AB’YE “RAHATLIK BİTTİ” ÇIKIŞI
Dış siyasette ise Giorgia Meloni, NATO yanlısı ve Ukrayna’nın işgaline karşı çıkarak Rusya’ya yaptırımları savunuyor. Putin’e yakınlığıyla bilinen ittifak ortaklarından Salvini ile ayrıştıkları en kıymetli noktalardan biri de Rusya’ya uygulanan bu yaptırımlar.
Putin’le sıkı dostluğu bilinen başka ittifak ortağı Berlusconinin ise, Ukrayna Savaşı’ndan sonra Rusya’ya aralık koymuş üzere görünse de seçim kampanyası periyodunda, “Putin yalnızca Zelensky’nin yerine düzgün niyetli insanları getirmek istedi,” açıklaması Meloni’yi güç duruma sokan gelişmelerden biri oldu.
Giorgia Meloni, Türkiye’nin ABY’ye girişine ise katiyetle karşı çıkıyor.
Meloni, yapı olarak AB’yi savunuyor, yönetilme halini ise eleştiriyor. AB tersi olduğu argümanlarını katiyen yalanlıyor Meloni ve tersine onu koruyup, kimlik üzerine kurulmuş, büyük problemlerde ortak tutum alabilen otonom bir Avrupa halkları birliğini savunduğunu, bu fikrin de şimdikinden farklı olduğunu belirtiyor. Meloni, AB’nin mevcut halini “teknokratlar ve bankacılar için bir lunapark” diye niteliyor.

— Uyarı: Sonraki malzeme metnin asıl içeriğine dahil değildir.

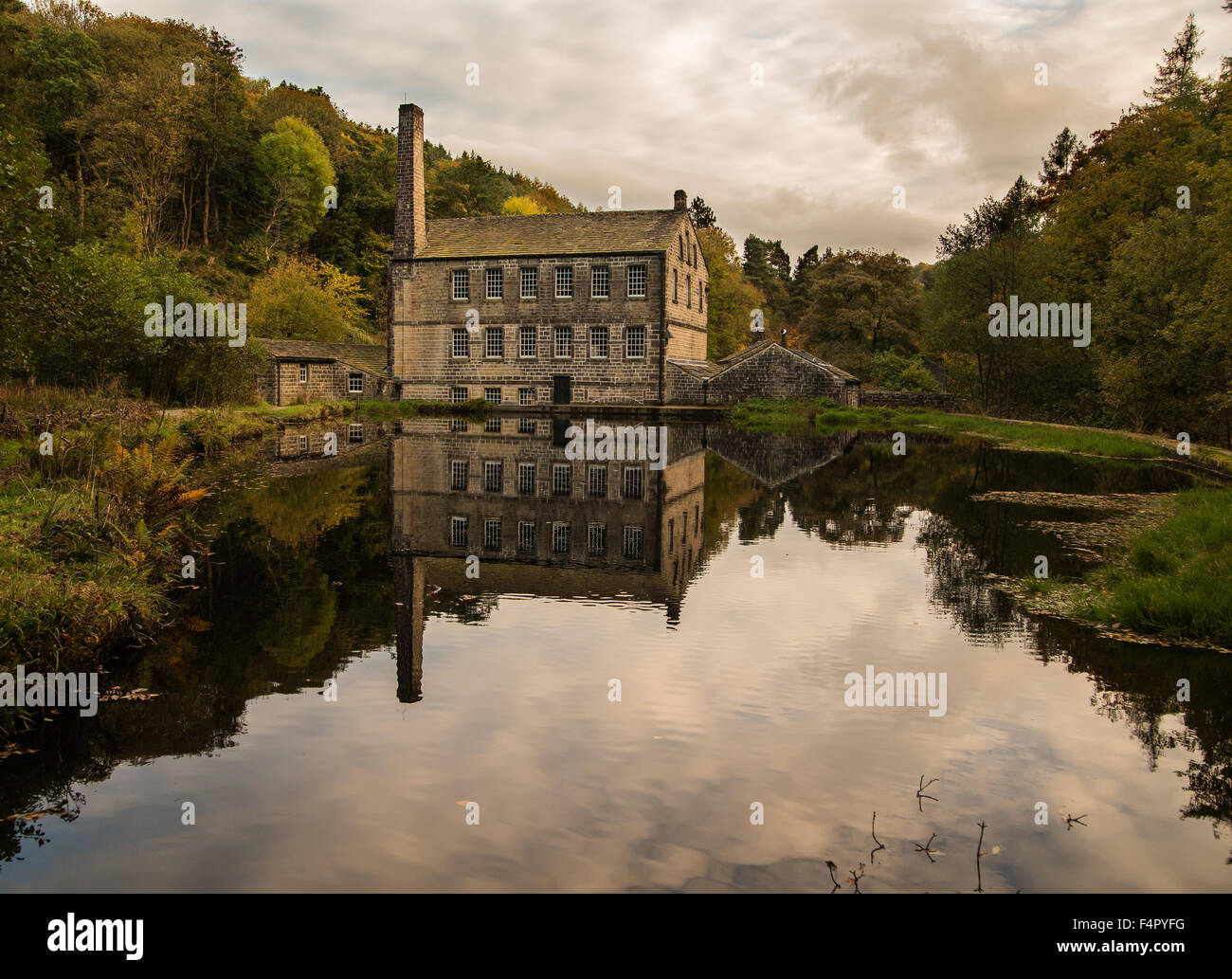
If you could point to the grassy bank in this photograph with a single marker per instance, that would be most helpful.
(1169, 580)
(822, 415)
(94, 531)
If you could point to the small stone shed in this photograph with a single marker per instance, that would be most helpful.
(309, 371)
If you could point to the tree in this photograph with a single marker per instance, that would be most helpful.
(732, 299)
(295, 169)
(1175, 79)
(306, 299)
(701, 214)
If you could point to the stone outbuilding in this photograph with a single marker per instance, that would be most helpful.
(309, 371)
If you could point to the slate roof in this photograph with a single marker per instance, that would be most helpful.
(600, 231)
(371, 357)
(754, 349)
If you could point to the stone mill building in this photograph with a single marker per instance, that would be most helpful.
(604, 308)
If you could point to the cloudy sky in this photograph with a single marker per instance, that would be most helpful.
(857, 98)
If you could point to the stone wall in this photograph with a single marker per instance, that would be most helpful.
(774, 373)
(328, 381)
(424, 316)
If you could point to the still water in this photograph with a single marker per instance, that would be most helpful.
(348, 710)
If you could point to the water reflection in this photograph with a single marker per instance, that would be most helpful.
(353, 568)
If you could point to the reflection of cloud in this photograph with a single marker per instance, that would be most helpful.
(858, 98)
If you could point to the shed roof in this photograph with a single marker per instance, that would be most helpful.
(371, 357)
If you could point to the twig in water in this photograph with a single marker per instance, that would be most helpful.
(980, 852)
(879, 843)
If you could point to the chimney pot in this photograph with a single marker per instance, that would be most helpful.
(410, 214)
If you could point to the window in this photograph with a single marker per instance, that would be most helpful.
(633, 481)
(635, 341)
(526, 477)
(600, 282)
(530, 283)
(492, 534)
(637, 281)
(525, 535)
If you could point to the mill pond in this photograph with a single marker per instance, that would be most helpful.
(639, 681)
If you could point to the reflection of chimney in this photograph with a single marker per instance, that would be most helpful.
(409, 590)
(409, 216)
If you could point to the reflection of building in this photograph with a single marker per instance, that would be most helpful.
(538, 522)
(299, 444)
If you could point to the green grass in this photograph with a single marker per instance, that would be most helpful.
(1173, 580)
(63, 593)
(824, 415)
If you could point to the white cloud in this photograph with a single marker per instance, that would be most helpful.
(858, 98)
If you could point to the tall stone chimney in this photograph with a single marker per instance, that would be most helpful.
(410, 214)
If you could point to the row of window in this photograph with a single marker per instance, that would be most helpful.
(632, 486)
(525, 426)
(562, 342)
(600, 282)
(596, 535)
(353, 382)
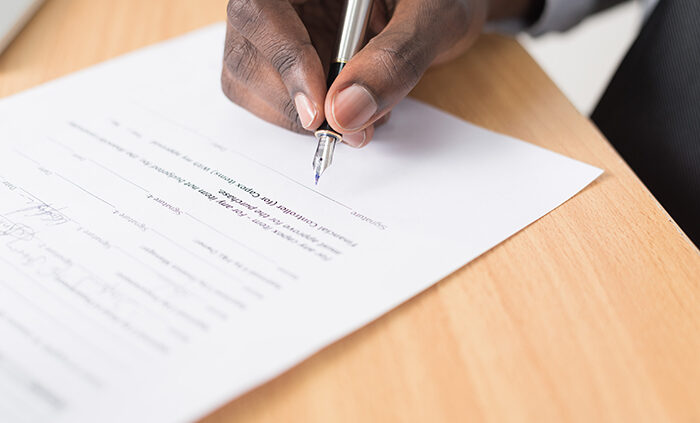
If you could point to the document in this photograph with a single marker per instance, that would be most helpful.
(163, 251)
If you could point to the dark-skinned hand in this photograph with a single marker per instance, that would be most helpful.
(277, 54)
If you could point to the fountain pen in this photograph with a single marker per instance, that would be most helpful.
(354, 23)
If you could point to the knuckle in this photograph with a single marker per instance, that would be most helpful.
(230, 88)
(240, 58)
(244, 15)
(403, 62)
(285, 56)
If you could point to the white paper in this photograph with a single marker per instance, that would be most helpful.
(162, 250)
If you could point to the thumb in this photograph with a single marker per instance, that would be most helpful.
(392, 63)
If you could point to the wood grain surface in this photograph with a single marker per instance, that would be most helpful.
(591, 313)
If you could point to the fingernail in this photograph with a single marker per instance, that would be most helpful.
(356, 139)
(306, 110)
(353, 107)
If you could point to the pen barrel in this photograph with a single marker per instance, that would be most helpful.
(353, 24)
(333, 73)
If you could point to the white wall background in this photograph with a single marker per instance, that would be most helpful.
(582, 61)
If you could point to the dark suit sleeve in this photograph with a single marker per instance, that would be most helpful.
(560, 15)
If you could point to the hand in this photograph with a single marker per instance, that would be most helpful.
(277, 54)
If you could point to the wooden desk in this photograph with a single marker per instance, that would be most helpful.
(590, 314)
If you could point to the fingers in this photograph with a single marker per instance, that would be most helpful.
(281, 45)
(392, 63)
(243, 95)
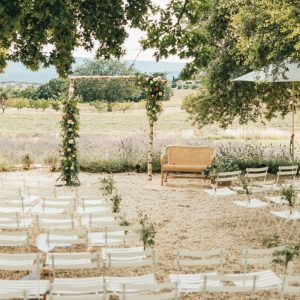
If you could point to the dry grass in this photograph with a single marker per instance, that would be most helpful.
(185, 217)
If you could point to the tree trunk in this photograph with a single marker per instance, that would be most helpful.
(150, 151)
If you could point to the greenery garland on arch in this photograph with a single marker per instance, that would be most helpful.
(155, 88)
(69, 150)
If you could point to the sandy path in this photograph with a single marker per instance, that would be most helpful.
(185, 217)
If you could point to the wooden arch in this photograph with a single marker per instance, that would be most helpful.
(94, 77)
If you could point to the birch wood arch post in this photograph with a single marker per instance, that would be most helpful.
(155, 90)
(70, 127)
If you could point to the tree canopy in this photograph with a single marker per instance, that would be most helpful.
(27, 26)
(227, 38)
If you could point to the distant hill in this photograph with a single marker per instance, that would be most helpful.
(17, 72)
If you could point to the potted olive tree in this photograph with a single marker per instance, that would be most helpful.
(290, 195)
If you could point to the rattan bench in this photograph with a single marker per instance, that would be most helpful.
(185, 159)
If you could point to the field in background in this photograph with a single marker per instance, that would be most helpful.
(121, 136)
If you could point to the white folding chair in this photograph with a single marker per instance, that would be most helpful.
(98, 220)
(13, 295)
(51, 206)
(78, 286)
(258, 179)
(14, 206)
(189, 282)
(261, 258)
(15, 220)
(85, 296)
(288, 172)
(20, 262)
(115, 284)
(227, 177)
(35, 289)
(61, 238)
(161, 291)
(117, 235)
(116, 258)
(14, 239)
(92, 206)
(55, 221)
(290, 286)
(73, 261)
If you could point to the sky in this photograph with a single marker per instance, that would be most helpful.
(132, 45)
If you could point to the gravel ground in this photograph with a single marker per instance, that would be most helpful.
(185, 217)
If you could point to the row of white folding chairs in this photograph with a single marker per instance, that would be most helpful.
(108, 258)
(31, 193)
(129, 288)
(190, 282)
(83, 204)
(137, 288)
(50, 239)
(58, 221)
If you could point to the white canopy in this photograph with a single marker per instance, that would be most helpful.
(289, 72)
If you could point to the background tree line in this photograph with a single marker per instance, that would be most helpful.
(98, 93)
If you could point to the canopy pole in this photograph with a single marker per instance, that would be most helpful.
(292, 142)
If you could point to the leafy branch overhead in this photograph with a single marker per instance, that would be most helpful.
(26, 27)
(224, 39)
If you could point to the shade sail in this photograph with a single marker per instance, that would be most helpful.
(289, 72)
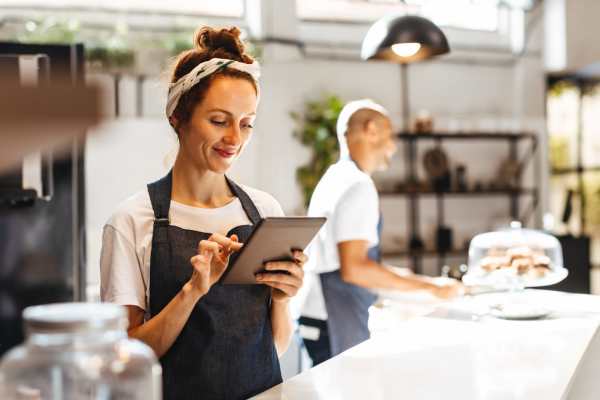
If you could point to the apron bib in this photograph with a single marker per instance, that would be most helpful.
(226, 348)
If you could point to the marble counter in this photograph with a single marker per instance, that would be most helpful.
(458, 351)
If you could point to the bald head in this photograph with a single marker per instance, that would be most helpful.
(359, 121)
(365, 135)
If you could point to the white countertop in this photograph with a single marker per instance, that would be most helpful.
(458, 352)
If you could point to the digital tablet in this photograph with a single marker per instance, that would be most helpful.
(273, 239)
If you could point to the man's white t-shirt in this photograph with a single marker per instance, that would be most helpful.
(127, 240)
(347, 197)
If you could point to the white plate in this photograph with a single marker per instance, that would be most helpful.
(518, 311)
(499, 279)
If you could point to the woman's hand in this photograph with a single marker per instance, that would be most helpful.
(286, 284)
(211, 261)
(449, 290)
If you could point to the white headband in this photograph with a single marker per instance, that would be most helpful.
(201, 71)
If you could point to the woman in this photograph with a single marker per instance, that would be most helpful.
(165, 249)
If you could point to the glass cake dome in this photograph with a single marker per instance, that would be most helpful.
(515, 257)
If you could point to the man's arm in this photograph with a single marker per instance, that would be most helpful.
(358, 269)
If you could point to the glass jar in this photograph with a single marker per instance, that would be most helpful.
(79, 351)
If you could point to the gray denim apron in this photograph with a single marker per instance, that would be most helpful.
(226, 349)
(347, 306)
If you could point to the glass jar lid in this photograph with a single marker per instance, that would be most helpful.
(74, 318)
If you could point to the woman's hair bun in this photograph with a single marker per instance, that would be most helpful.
(225, 40)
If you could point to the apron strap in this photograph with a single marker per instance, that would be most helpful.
(247, 203)
(160, 197)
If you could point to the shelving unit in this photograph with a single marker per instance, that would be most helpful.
(410, 142)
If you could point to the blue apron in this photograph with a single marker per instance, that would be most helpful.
(226, 348)
(347, 306)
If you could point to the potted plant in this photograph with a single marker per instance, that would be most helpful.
(316, 130)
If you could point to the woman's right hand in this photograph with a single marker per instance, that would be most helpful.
(211, 261)
(449, 290)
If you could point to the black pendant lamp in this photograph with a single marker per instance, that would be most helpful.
(404, 39)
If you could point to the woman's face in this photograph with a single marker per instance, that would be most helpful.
(220, 125)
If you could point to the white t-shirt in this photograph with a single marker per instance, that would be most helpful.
(127, 240)
(347, 197)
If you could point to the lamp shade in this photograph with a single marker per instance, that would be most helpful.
(404, 39)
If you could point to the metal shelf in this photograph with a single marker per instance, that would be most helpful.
(499, 192)
(424, 253)
(467, 136)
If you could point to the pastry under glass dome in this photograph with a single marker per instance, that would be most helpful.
(515, 257)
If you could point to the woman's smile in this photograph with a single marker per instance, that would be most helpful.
(225, 153)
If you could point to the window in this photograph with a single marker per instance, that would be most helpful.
(221, 8)
(468, 14)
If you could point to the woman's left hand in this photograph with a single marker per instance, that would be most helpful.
(286, 284)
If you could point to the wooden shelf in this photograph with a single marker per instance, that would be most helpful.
(498, 192)
(467, 135)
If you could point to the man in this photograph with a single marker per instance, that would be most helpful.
(345, 263)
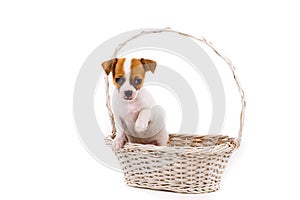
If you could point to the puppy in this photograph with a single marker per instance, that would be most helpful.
(138, 118)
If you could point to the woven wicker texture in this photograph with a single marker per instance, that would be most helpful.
(190, 163)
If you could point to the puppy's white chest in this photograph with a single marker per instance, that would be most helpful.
(131, 112)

Giorgia Meloni, Milano mitinginde İtalya üzerinde denetim sağlamaya çalışmakla suçladığı Almanya, Fransa ile AB yöneticilerini sert bir biçimde eleştirerek, “Artık rahatlık bitti,” diye onlara gözdağı verdi.
Giorgia Meloni’nin, eski ABD Lideri Donald Trump, Macaristan Başbakanı Viktor Orban ve İspanyol çok sağcı parti VOX’a yakınlığı biliniyor.